How computers are learning to be creative Blaise Agera y Arcas

So, I lead a team at Google
that works on machine intelligence;

in other words, the engineering discipline
of making computers and devices

able to do some of the things
that brains do.

And this makes us
interested in real brains

and neuroscience as well,

and especially interested
in the things that our brains do

that are still far superior
to the performance of computers.

Historically, one of those areas
has been perception,

the process by which things
out there in the world –

sounds and images –

can turn into concepts in the mind.

This is essential for our own brains,

and it’s also pretty useful on a computer.

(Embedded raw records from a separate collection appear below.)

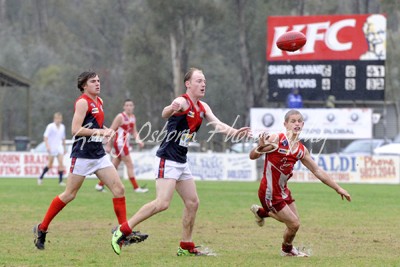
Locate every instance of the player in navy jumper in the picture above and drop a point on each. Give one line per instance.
(184, 115)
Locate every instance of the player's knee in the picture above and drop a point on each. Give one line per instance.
(162, 205)
(67, 197)
(295, 226)
(119, 190)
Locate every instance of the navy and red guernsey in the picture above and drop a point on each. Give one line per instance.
(181, 128)
(90, 147)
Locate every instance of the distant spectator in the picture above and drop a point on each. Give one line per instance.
(294, 99)
(54, 138)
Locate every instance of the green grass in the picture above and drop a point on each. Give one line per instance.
(365, 232)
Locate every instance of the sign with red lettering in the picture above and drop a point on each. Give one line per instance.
(344, 57)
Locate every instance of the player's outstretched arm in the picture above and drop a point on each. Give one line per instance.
(323, 176)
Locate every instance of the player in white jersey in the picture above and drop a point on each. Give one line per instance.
(124, 125)
(54, 138)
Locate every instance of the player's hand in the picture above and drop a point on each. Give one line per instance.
(176, 106)
(343, 193)
(140, 143)
(263, 139)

The machine perception algorithms,
for example, that our team makes,

are what enable your pictures
on Google Photos to become searchable,

based on what’s in them.

The flip side of perception is creativity:

turning a concept into something
out there into the world.

So over the past year,
our work on machine perception

has also unexpectedly connected
with the world of machine creativity

and machine art.

I think Michelangelo
had a penetrating insight

into to this dual relationship
between perception and creativity.

This is a famous quote of his:

“Every block of stone
has a statue inside of it,

and the job of the sculptor
is to discover it.”

So I think that what
Michelangelo was getting at

is that we create by perceiving,

and that perception itself
is an act of imagination

and is the stuff of creativity.

The organ that does all the thinking
and perceiving and imagining,

of course, is the brain.

And I’d like to begin
with a brief bit of history

about what we know about brains.

Because unlike, say,
the heart or the intestines,

you really can’t say very much
about a brain by just looking at it,

at least with the naked eye.

The early anatomists who looked at brains

gave the superficial structures
of this thing all kinds of fanciful names,

like hippocampus, meaning “little shrimp.”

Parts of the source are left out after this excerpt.